Why is it that sometimes we can feel so bad for feeling bad?
It’s like there’s two layers of misery…the first layer is the bad feeling, and the second layer is the self-judgement that we lay on top of it. Why do we do this to ourselves?
So often, I hear things like:
I don’t know why I feel like this, I’ve been really lucky; I’ve had a lovely childhood!
Nothing bad has ever happened to me….
Other people have had it far worse than me.
What people are really saying here is…it’s my fault that I feel like this. It’s me that’s not good enough, there’s something wrong with me.
And guess what? That makes us feel worse. We feel ashamed of our pain, and we try to push it away.
The thing is, if we are blaming ourselves for feeling bad, then we can get into this self-punishing spiral, where we try to get rid of the bad feeling by telling ourselves to get a bloody grip. Or we might drink more, or work harder, or do any of the other hundred and one things that we do to get away from emotional pain. And that makes us feel worse too.
So sometimes, part of helping people in therapy means helping them to understand why they feel the way they do.
So how do we make sense of feeling bad, or not good enough, or that horrible toe-curling shame, when nothing bad has happened?
One way I have come to think about this is about the importance of feeling got.
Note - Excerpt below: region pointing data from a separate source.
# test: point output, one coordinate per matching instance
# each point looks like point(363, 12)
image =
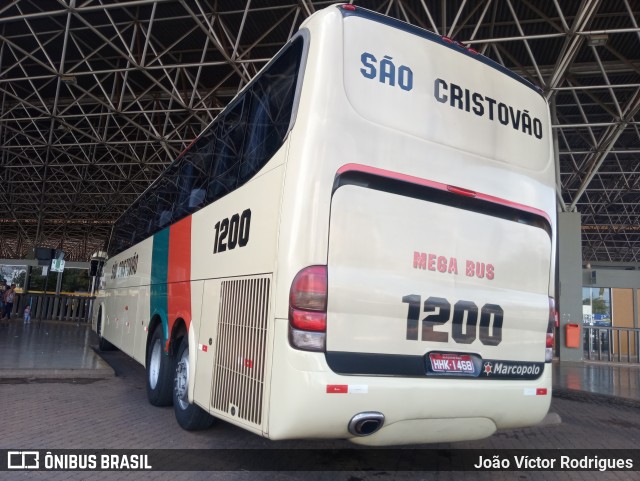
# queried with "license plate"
point(450, 363)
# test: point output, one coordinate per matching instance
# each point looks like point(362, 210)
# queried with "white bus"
point(360, 246)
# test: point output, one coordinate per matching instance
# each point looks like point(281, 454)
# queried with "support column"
point(570, 277)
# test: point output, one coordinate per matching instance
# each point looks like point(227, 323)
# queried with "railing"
point(54, 307)
point(612, 344)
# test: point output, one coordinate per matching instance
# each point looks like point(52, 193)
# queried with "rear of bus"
point(414, 280)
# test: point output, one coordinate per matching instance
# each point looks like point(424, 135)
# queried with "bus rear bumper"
point(309, 401)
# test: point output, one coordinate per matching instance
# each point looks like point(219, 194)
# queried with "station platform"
point(65, 350)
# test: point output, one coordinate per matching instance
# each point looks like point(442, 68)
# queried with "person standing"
point(9, 296)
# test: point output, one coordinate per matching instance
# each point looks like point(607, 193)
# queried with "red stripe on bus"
point(179, 272)
point(440, 186)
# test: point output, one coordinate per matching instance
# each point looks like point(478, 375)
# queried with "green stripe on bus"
point(159, 271)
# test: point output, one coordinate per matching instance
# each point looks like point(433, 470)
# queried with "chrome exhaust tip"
point(365, 424)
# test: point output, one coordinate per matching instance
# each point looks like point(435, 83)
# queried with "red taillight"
point(308, 309)
point(309, 289)
point(308, 321)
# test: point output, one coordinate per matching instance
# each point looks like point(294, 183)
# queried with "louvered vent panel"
point(239, 368)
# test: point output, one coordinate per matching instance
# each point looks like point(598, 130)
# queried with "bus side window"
point(272, 98)
point(223, 177)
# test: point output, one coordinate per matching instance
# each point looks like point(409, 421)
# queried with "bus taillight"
point(308, 309)
point(550, 330)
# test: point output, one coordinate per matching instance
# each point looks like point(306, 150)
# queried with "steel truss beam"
point(96, 98)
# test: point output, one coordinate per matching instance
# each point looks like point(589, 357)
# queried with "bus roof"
point(352, 10)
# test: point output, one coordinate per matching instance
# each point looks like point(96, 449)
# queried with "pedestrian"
point(9, 296)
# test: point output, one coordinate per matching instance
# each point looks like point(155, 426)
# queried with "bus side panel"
point(141, 325)
point(232, 361)
point(125, 298)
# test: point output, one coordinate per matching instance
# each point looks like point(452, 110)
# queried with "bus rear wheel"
point(189, 416)
point(160, 368)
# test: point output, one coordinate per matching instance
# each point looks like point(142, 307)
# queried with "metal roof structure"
point(97, 97)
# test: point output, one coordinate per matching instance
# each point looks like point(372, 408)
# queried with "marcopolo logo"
point(513, 370)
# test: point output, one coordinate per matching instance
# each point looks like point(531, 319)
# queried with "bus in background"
point(360, 246)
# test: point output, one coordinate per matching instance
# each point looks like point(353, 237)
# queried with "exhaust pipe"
point(365, 424)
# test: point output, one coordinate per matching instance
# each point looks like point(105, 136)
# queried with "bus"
point(360, 246)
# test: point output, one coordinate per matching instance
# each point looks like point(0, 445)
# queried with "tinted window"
point(242, 139)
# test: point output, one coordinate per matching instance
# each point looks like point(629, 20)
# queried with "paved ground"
point(113, 413)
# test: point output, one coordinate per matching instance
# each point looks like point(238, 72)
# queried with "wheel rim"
point(154, 364)
point(182, 380)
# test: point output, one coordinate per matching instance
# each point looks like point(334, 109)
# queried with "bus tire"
point(160, 369)
point(189, 416)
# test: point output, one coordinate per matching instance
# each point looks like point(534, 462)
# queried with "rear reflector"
point(307, 340)
point(551, 324)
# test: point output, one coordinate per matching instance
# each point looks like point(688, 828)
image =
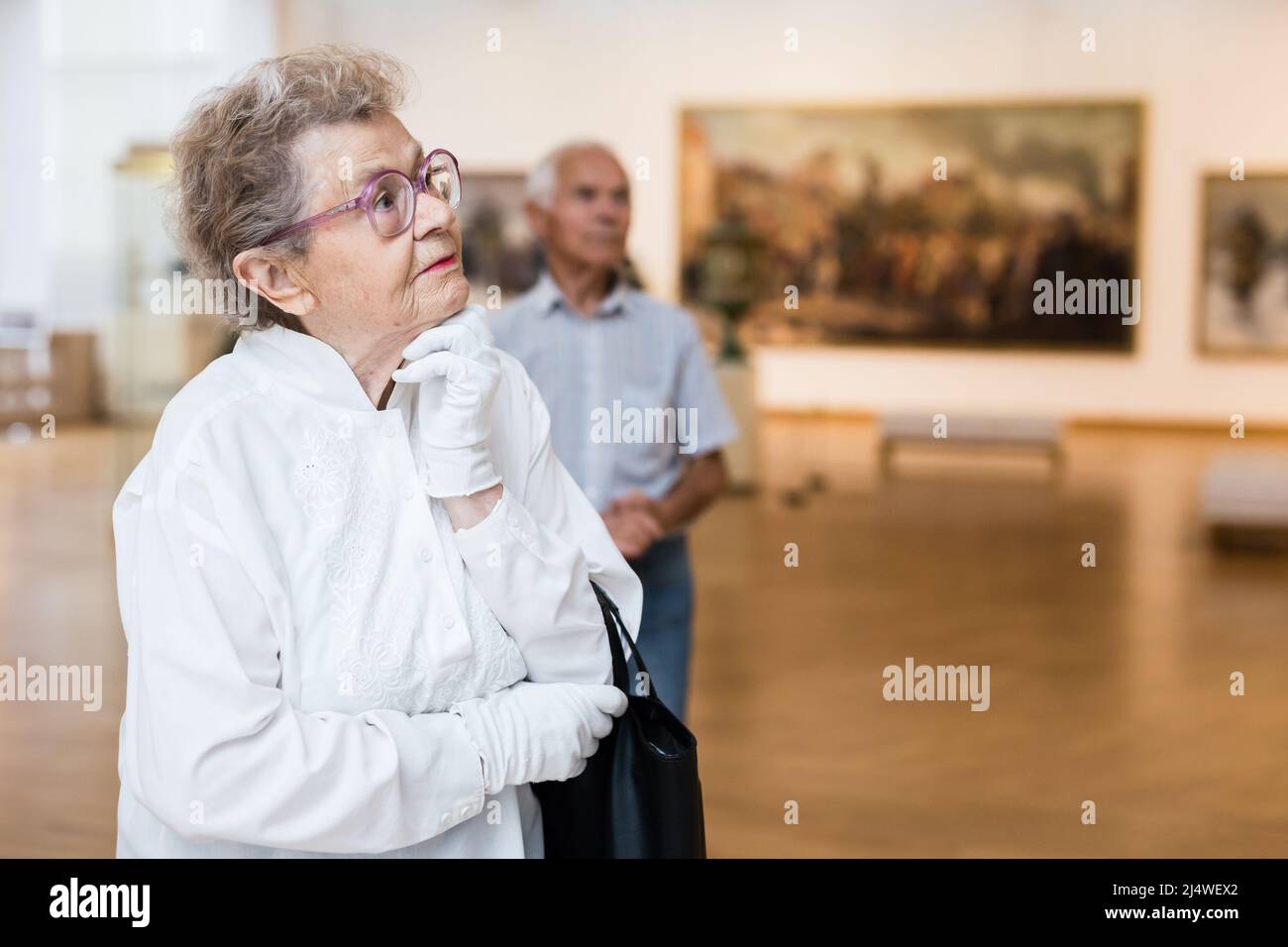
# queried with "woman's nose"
point(432, 214)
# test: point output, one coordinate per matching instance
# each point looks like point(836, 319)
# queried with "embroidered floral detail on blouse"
point(378, 609)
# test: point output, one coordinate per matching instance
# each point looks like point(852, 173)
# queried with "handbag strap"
point(616, 631)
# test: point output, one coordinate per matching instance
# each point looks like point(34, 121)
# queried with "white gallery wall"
point(103, 76)
point(1214, 77)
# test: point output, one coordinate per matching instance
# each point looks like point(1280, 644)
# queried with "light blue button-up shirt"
point(631, 393)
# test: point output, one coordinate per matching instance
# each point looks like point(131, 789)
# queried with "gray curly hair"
point(237, 178)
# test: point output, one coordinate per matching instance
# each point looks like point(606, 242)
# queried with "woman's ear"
point(266, 274)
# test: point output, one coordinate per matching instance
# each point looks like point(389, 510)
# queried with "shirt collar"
point(549, 296)
point(307, 365)
point(320, 371)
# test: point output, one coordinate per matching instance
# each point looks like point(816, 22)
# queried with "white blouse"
point(300, 613)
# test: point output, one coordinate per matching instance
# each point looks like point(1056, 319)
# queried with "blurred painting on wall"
point(498, 248)
point(914, 224)
point(1243, 302)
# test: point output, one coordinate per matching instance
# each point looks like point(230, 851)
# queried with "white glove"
point(539, 732)
point(459, 372)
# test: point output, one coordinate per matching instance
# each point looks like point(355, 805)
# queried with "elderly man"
point(636, 415)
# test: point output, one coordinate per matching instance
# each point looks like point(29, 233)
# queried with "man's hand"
point(632, 527)
point(640, 501)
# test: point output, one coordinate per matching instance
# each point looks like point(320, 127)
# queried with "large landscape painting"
point(922, 224)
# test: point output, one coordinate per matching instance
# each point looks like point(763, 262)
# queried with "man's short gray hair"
point(544, 178)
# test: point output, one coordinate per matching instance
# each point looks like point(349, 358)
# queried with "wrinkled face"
point(385, 286)
point(590, 214)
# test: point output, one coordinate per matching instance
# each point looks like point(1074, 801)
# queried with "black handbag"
point(639, 795)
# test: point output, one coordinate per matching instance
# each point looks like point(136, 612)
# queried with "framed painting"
point(928, 224)
point(1243, 272)
point(498, 249)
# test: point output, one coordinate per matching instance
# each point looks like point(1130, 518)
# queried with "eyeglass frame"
point(365, 197)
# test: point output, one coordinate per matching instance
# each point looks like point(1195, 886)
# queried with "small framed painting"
point(1243, 275)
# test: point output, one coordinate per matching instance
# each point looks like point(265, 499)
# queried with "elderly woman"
point(353, 577)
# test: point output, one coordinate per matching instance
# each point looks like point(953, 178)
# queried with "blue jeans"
point(666, 624)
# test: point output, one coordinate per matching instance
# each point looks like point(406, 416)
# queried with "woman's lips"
point(446, 263)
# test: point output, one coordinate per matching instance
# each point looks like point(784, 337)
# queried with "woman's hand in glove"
point(539, 732)
point(459, 372)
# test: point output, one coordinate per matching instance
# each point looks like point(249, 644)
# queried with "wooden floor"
point(1108, 684)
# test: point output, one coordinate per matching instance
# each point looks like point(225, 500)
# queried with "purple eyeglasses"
point(389, 197)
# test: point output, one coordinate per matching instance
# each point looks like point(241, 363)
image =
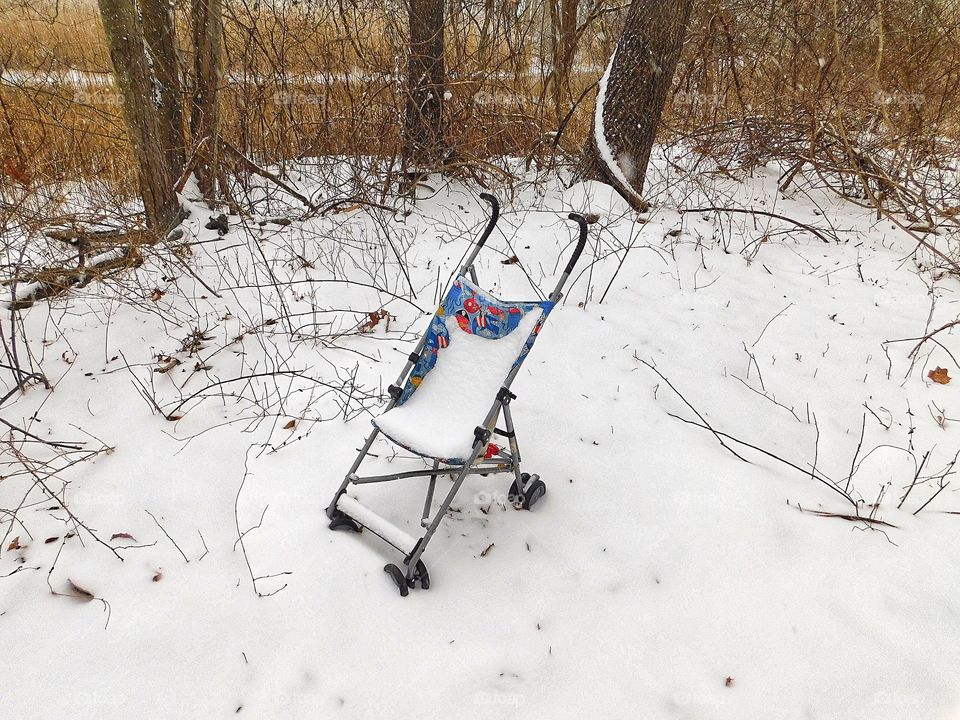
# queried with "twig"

You know that feeling when you’re talking to someone, and you know they get you? When that happens to me, I feel a kind of peacefulness inside, I feel myself relax and buzz, I feel a bit lighter, and I feel a bit closer to the person I’m talking to. I might even feel a little bit of joy. It’s just such a relief. The problem I’m talking about is still there, we haven’t fixed it, nothing has changed, except I feel deeply understood.
It’s called attunement.
We’re starting to understand that attunement – feeling got, is absolutely crucial to our early development. As babies, our parents have to work quite hard to get us. We can’t use language to communicate, so we use our eye contact, our cry and our bodies. Ideally, our parents are able to understand enough of what we’re trying to tell them, and they can tune into us enough, even when they’re completely exhausted. And when we feel got enough, then our brains grow and develop in the best way, we learn that we’re good enough, we learn how to manage our feelings, and we know who we are. It’s that important.
But inevitably, for some parents, tuning in to their babies is incredibly difficult, for lots of reasons. If a parent feels isolated, or not good enough, or they’re coping with things like drug or alcohol problems, illness, violence, poverty, war, mental health problems or poor housing…then of course, it feels impossible. For some parents, in some environments, providing the basics of practical care is in itself a triumph.
So, what happens if you’ve never felt got?
Well, you survive, but there’s a cost. Never feeling got means not knowing what that feels like. And if you don’t know what it feels like, you don’t know that there’s been anything missing. It also means not knowing that you need to feel got, so when you have a difficult feeling you are less likely to look for a person to talk to. You are much more likely to try to get rid of the feeling, by any means necessary. And so it begins…with the self-judgement of the feeling, then trying to get rid of the feeling (by intoxication, overwork, drama, promiscuity, gambling, crime, alcohol or whatever) and then the problems that inevitably arise from that.
But there’s something else.
When we’re very little, when we need people to get us and they don’t, it feels unbearable. So, we can block out the feeling by blocking out our awareness of our body. It makes total sense to do that: if our bodies are telling us we have a need, and it feels intolerable to have that need not met, then we better learn to block out that intolerable feeling.
How can therapy help?
Feeling got is a bodily experience. We can say ‘I get you’, but at the end of the day a person either feels it or they don’t. It is a bit like feeling loved, or feeling welcomed, it is the receiver who knows if it has happened. The problem is, that if your bodymind’s inner communication system has been closed down, you are not going to feel what is being offered.
So, in therapy, another part of the work might be helping my clients to feel reconnected to their bodies. This means learning to be aware of inner sensations, a sense of ease, or unease.
In my experience, when a person begins to feel got in therapy, it can be an emotional experience.
Because it is only then that the person realises what they have missed: that they’ve never felt got.